Assisted reproduction

This procedure is done when the affected males want to father a child. There are several ways achieve this procedure. This includes the following:

  1. Intrauterine insemination: Semen collected in the urinary bladder is introduced in the partner’s uterus. This procedure has been successful in most patients.
  2. In Vitro fertilization: This procedure is done if the sperm has decreased motility and decreased numbers of sperm.
  3. Bladder sperm harvest: This procedure is done when urine pH does not go up despite the use of medications to increase the pH since exposure of sperm cells to urine results in death of sperm cells.

Surgery

Surgical procedure is done if, and only if, the condition cannot be treated with medications and other adjunctive therapy.

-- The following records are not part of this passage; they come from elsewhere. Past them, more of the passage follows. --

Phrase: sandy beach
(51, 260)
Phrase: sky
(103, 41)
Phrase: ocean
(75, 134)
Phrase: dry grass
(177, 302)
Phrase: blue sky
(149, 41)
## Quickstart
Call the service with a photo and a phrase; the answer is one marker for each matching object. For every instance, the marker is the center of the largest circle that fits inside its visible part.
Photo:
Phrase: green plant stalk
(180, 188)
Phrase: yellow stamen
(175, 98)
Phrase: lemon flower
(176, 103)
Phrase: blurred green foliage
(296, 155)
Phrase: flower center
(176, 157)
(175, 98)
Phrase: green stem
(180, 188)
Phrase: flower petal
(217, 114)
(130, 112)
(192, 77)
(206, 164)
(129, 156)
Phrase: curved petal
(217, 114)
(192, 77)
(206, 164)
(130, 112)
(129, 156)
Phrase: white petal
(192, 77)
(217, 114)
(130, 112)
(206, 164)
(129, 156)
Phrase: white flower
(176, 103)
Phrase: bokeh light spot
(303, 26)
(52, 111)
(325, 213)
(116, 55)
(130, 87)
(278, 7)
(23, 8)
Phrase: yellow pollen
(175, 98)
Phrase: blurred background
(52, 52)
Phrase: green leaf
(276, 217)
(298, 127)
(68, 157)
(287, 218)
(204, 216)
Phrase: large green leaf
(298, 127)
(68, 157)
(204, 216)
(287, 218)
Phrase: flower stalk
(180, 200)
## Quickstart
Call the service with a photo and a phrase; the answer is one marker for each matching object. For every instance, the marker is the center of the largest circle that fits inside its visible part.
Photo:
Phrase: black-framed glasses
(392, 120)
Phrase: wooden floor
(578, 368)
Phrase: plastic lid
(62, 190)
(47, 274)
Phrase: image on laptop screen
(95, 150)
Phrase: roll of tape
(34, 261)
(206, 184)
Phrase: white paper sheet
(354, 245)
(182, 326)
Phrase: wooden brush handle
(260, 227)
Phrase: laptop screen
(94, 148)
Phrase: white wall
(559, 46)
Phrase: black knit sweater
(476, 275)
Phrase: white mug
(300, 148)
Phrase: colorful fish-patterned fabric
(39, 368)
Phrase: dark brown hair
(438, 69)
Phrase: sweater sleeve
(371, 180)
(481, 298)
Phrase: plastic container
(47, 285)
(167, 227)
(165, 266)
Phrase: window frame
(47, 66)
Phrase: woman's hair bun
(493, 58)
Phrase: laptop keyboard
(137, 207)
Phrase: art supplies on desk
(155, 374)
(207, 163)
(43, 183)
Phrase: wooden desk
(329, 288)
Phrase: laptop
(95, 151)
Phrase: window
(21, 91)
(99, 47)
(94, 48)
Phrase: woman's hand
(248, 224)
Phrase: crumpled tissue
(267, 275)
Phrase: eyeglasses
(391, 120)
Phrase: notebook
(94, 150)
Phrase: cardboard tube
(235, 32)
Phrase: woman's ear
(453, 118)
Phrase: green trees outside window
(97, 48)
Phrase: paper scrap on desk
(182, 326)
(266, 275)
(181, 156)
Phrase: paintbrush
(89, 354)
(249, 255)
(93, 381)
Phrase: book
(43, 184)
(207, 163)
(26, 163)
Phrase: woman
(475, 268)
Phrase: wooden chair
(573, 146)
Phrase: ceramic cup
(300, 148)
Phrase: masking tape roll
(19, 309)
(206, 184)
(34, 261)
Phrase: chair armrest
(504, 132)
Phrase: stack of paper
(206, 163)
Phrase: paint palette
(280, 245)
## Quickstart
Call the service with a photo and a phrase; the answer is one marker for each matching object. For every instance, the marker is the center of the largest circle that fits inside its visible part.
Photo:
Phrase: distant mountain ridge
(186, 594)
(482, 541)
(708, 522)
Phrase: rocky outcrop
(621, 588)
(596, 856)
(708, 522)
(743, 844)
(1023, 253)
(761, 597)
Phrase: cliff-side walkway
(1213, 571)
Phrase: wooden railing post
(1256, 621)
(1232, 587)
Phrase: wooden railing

  1. Transurethral resection of the ejaculatory duct (TURED): This invasive procedure is done to correct ejaculatory duct obstruction if this is the one causing aspermia. This procedure leads to normal pregnancies but causes several complications. This can cause damage to the valves found in the orifice of the ejaculatory ducts and lead to the urethra causing urine to retreat inside the seminal vesicles.
  2. Recanalization of ejaculatory ducts: This is another procedure done to correct aspermia caused by ejaculatory duct obstruction. This is done by transrectal or transurethral insertion of balloon catheter. The balloon catheter will dilate the obstructed ejaculatory duct to allow semen to flow freely. The rate of success for this procedure is not yet known and it also causes complications.

Aspermia Complications

Aspermia, once treated and detected early, will not result in any complications. Early detection and treatment of underlying causes is the key to prevent complications.

The most notable complication of aspermia is male infertility. Despite infertility, affected males can still father a child and live normally since their semen can be collected and stored in a sperm bank for future use via assisted reproduction.